PRK - Sou da opinião de que a mídia deve seguir os exemplos de outros países e se auto-regulamentar urgentemente, como forma de respeitar e proteger melhor o público. Os melhores exemplos de auto-regulamentação vêm da Suécia, Inglaterra, Chile,  Austrália e Canadá.  O mais antigo exemplo para todo o mundo é o da Suécia, que vai completar em 2016 cem anos de funcionamento. Na auto-regulamentação, é o próprio setor que se reúne e auto impōe os seus limites, definindo os critérios para identificar os abusos no  exercício da liberdade de imprensa e punir os responsáveis. Na Suécia, a regra que impede a divulgação de nomes e imagens de meros suspeitos sem acusação formal ainda do estado contra eles não decorre de lei, mas da própria autoregulamentação, sem qualquer influência do Estado.  Acho perigoso que uma regulamentação da mídia seja feita por leis....é que sempre houve muita tensão entre a imprensa livre e governos, ávidos por maior controle. Geralmente, os governos se esquecem de falar em regulamentação, quando a imprensa lhes é condescendente em elogios e falam sempre em controle, quando a imprensa lhes é mais crítica.
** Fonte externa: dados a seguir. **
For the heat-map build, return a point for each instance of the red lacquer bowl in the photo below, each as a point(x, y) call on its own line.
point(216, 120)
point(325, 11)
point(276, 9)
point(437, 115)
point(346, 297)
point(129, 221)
A imprensa livre é patrimônio da sociedade, não de governos. 

Paulo Roque Khouri é graduado em Comunicação Social pela Universidade Federal de Juiz de Fora (MG), graduado em Direito pela Faculdade de Direito do Uniceub, pós-graduado em Direito Processual Civil pelo Instituto Brasileiro de Direito Processual, pós-graduado em Direito do Consumo pela Faculdade de Direito da Universidade de Lisboa, especialista em Direito Econômico pela Fundação Getúlio Vargas,  mestre em Direito Privado pela Faculdade de Direito da Universidade de Lisboa. Atua como Professor do Curso de Pós-Graduação em Direito Privado do Instituto Brasiliense de Direito Público e como Colunista da Rádio CBN. Autor dos livros A Revisão Judicial dos Contratos no Novo Código Civil, Código do Consumidor e Lei nº 8.666/93: a Onerosidade Excessiva Superveniente e Direito do Consumidor: Contratos, Responsabilidade Civil e Defesa do Consumidor em Juízo. Paulo Roque também foi um dos coordenadores científicos das Jornadas de Direito Civil, promovidas pelo CEJ/CJF.